Promenade dans la nuit est le plus ancien film réalisé par Friedrich Wilhelm Murnau et qui est encore conservé. Parmi les premiers membres d’une filmographie d’exception, il nous convie aux racines du cinéma d’un cinéaste allemand majeur.


Nous découvrons ici un docteur réputé, le Dr. Eigil Börne, qui cherche à réussir et à être reconnu par ses pairs. Sa fiancée Helene le soutient, et même si cette quête de réussite la tient éloignée de lui, et que cela demande des sacrifices, elle est consciente que cela constitue un moyen pour eux d’espérer un avenir radieux. Il en serait ainsi si, soudainement, une danseuse ne se trouvait pas être charmée par le docteur, qui, malgré des réticences, va lui céder et rompre les fiançailles dans lesquelles il s’était engagé. Malgré la radicalité du geste, tout paraît alors plus léger, joyeux, un retour vers l’insouciance, dans une campagne de bord de mer synonyme de liberté, loin du tumulte de la ville. C’est le début d’une longue promenade dans la « nuit », une nuit qui se traduit par des incertitudes pour le Docteur Eigil Börne, la solitude pour Helene et la cécité, pour le peintre.


Dans ce film, Murnau met en scène un triangle amoureux, chose habituelle à l’époque. Le docteur et la danseuse flânent au bord de la mer pendant que l’ancienne fiancée brûle de vieilles lettres qu’elle avait gardé. Malgré la tristesse et la rancœur, elle rêve encore. Ici, tout semble dépasser les protagonistes. Le docteur ne peut refouler son attirance pour la danseuse malgré ses fiançailles engagées, et la danseuse ne pourra se retenir de se rapprocher du jeune peintre, mettant d’ailleurs en garde le docteur car elle savait pertinemment qu’elle ne pourrait résister malgré son amour pour lui. Dans Promenade dans la nuit, le destin est maître de tout, menant les actions des protagonistes, suivant les théories freudiennes qui s’immiscèrent dans le cinéma allemand des années 1920, et rappelant le cinéma de Victor Sjöström notamment, par exemple. En effet, ici les individus ne peuvent refouler les sentiments qu’ils ont les uns envers les autres, se laissant guider par des forces qui les dépassent. C’est l’un des points qui balisent la plupart des films de Murnau, l’un des exemples les plus proches dans sa propre filmographie restant la relation extra-conjugale et dévastatrice entre l’homme et la femme de la ville dans L’Aurore (1927).

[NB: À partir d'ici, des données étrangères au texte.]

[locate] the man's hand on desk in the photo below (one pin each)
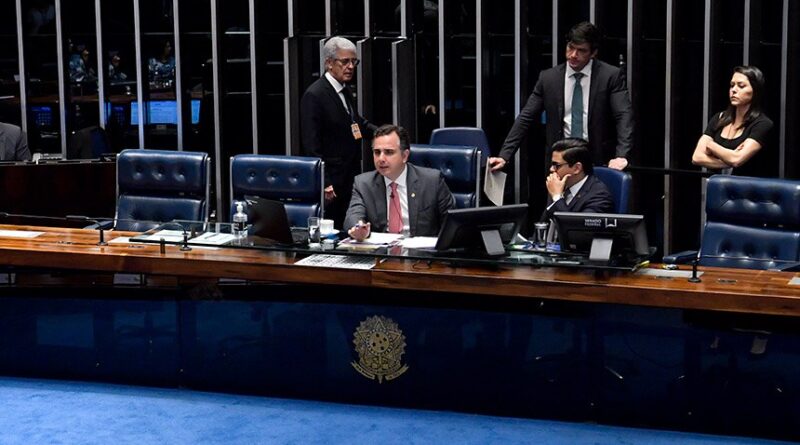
(360, 231)
(618, 163)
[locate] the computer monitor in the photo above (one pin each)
(195, 111)
(602, 235)
(270, 221)
(158, 112)
(42, 116)
(483, 229)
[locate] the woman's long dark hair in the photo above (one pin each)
(756, 78)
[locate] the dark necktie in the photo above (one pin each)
(576, 130)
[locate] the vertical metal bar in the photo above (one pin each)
(290, 19)
(62, 103)
(403, 19)
(367, 19)
(328, 18)
(137, 35)
(287, 107)
(217, 94)
(253, 75)
(517, 90)
(442, 100)
(23, 82)
(555, 33)
(629, 48)
(478, 63)
(176, 26)
(668, 201)
(746, 33)
(101, 66)
(784, 89)
(395, 86)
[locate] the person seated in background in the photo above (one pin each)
(13, 144)
(571, 185)
(79, 69)
(162, 68)
(115, 74)
(735, 135)
(398, 197)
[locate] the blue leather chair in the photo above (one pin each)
(472, 136)
(460, 166)
(298, 181)
(155, 186)
(618, 183)
(751, 223)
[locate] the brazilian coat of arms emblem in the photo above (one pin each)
(380, 345)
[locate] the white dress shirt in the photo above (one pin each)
(402, 189)
(569, 87)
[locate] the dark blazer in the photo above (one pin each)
(610, 115)
(325, 132)
(13, 144)
(428, 201)
(593, 197)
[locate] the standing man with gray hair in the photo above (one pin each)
(331, 127)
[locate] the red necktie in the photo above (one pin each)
(395, 212)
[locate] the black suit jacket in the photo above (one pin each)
(325, 133)
(593, 197)
(428, 201)
(610, 115)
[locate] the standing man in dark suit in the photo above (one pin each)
(398, 197)
(13, 144)
(583, 98)
(331, 127)
(571, 185)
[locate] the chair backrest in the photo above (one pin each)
(473, 136)
(159, 186)
(459, 165)
(618, 183)
(297, 181)
(751, 223)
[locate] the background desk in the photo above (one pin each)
(613, 348)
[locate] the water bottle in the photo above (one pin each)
(239, 227)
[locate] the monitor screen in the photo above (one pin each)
(602, 235)
(42, 116)
(195, 111)
(158, 112)
(482, 230)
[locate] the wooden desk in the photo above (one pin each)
(727, 290)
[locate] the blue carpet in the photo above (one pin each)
(58, 412)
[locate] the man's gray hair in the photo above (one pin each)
(333, 45)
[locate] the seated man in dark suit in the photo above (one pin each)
(13, 144)
(397, 197)
(571, 186)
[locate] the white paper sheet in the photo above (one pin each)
(494, 184)
(419, 242)
(28, 234)
(338, 261)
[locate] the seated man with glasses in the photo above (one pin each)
(571, 186)
(331, 127)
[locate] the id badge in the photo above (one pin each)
(356, 131)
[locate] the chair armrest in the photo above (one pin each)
(104, 225)
(680, 257)
(790, 267)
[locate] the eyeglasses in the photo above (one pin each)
(345, 62)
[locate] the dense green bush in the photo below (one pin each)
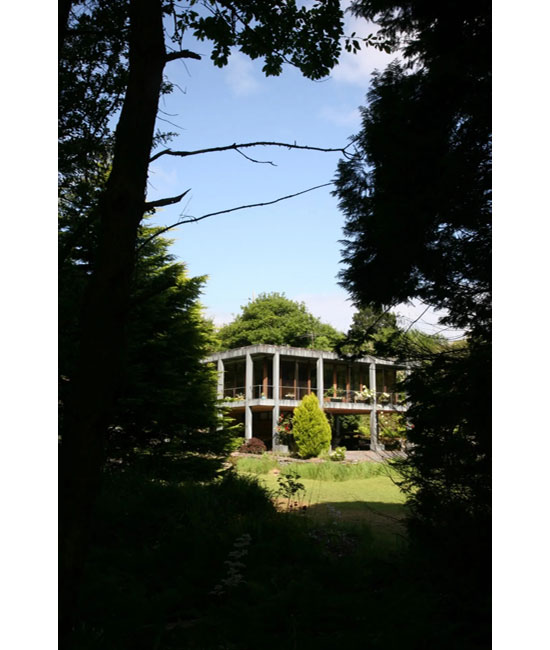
(338, 454)
(311, 429)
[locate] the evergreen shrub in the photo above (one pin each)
(310, 428)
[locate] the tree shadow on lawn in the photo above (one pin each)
(385, 520)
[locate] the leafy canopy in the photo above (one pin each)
(416, 196)
(273, 318)
(417, 202)
(166, 390)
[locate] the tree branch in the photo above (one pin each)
(182, 54)
(235, 147)
(240, 207)
(151, 205)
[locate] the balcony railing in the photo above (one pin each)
(234, 394)
(260, 391)
(296, 393)
(339, 395)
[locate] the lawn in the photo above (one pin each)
(183, 559)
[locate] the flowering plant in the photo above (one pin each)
(364, 395)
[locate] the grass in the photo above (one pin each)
(361, 493)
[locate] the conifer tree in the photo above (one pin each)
(310, 428)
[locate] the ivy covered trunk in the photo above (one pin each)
(104, 315)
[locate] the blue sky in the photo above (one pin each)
(291, 247)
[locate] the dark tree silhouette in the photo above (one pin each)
(417, 202)
(129, 50)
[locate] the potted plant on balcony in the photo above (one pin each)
(335, 395)
(364, 395)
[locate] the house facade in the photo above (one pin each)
(258, 383)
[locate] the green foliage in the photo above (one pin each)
(159, 550)
(417, 195)
(289, 486)
(166, 391)
(311, 430)
(417, 202)
(261, 465)
(328, 471)
(392, 425)
(273, 318)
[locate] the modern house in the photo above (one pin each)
(258, 383)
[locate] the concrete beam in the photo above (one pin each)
(374, 444)
(248, 397)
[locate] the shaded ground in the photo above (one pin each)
(375, 501)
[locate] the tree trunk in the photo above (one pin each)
(104, 314)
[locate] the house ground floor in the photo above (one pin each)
(259, 383)
(344, 433)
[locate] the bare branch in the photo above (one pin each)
(235, 146)
(151, 205)
(240, 207)
(182, 54)
(260, 162)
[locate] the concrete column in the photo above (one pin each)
(320, 380)
(248, 397)
(276, 446)
(220, 379)
(374, 444)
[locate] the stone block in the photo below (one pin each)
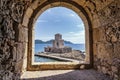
(29, 12)
(25, 21)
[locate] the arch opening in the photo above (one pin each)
(69, 46)
(88, 38)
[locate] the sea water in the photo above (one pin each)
(40, 48)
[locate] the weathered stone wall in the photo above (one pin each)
(107, 40)
(12, 38)
(105, 18)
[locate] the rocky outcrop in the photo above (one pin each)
(107, 42)
(11, 48)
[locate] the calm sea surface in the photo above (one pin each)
(40, 48)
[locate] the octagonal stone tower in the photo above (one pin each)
(58, 46)
(58, 42)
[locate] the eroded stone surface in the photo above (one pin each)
(106, 34)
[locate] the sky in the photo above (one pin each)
(60, 20)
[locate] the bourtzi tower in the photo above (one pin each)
(58, 42)
(58, 46)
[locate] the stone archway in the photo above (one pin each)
(32, 14)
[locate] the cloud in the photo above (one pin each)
(75, 37)
(57, 20)
(41, 21)
(72, 15)
(80, 25)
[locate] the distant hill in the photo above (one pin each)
(50, 42)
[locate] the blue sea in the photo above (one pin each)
(40, 47)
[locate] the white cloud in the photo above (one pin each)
(49, 10)
(72, 15)
(57, 20)
(80, 25)
(41, 21)
(75, 37)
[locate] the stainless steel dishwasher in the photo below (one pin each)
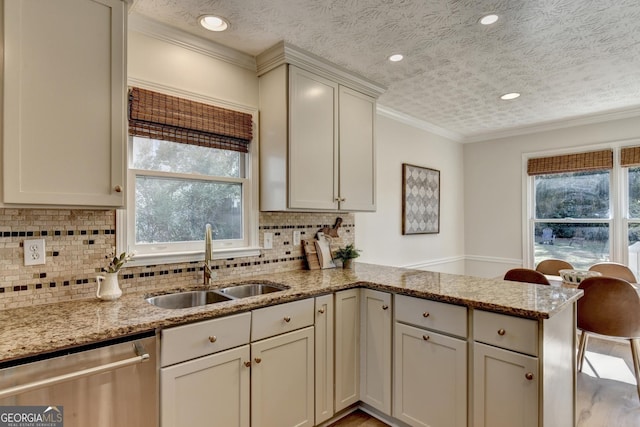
(110, 384)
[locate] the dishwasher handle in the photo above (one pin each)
(141, 356)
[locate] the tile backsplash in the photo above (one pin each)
(77, 241)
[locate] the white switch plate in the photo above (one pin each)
(268, 240)
(34, 252)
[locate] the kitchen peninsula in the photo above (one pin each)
(473, 313)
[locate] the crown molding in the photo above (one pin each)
(418, 123)
(286, 53)
(160, 31)
(608, 116)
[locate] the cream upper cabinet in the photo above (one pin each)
(64, 102)
(317, 136)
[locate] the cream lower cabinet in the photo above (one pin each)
(524, 370)
(505, 388)
(430, 375)
(282, 380)
(375, 347)
(208, 391)
(205, 373)
(347, 348)
(324, 337)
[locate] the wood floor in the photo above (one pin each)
(607, 394)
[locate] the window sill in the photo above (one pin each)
(196, 256)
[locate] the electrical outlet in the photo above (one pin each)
(34, 252)
(268, 240)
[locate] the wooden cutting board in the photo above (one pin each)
(312, 255)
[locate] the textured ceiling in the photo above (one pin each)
(568, 58)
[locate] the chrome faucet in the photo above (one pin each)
(207, 255)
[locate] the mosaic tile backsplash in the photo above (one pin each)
(77, 241)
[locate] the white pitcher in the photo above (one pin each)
(108, 288)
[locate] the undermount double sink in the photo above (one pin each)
(187, 299)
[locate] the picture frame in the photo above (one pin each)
(420, 200)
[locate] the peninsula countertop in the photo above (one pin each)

C’est, également, ce qui fait la caractéristique du cinéma expressionniste et des films qui se rapprochent de ce mouvement, dont Murnau fut également un représentant important. Au vu de la place du film dans sa filmographie et dans l’histoire du cinéma, il est intéressant de voir dans Promenade dans la nuit une sorte d’hybride entre un cinéma déjà en place auparavant, notamment chez Sjöström, et un cinéma qui se développe, en l’occurrence le cinéma expressionniste allemand, au cours des années 1920. Les points de convergence avec le cinéma du cinéaste suédois sont nombreux. A commencer, donc, par cette idée d’un destin inéluctable dépassant la volonté des personnages, mais aussi l’appel à des éléments visuels évocateurs, comme, notamment, la séquence où une tempête déchaîne la mer, représentant les tumultes animant la conscience du héros, et qui rappellent aussi ces mêmes tumultes marins qui affectaient Terje Vigen dans le film du même nom. Cette imagerie naturelle, projetant une subjectivité dans des éléments extérieurs, sera d’ailleurs l’un des piliers de l’expressionnisme, comme si ce film-charnière semblait, d’une certaine manière, faire du cinéaste suédois un précurseur du mouvement, Sjöström servant d’inspiration à un cinéaste montant et qui sera révélé grâce à l’expressionnisme, justement.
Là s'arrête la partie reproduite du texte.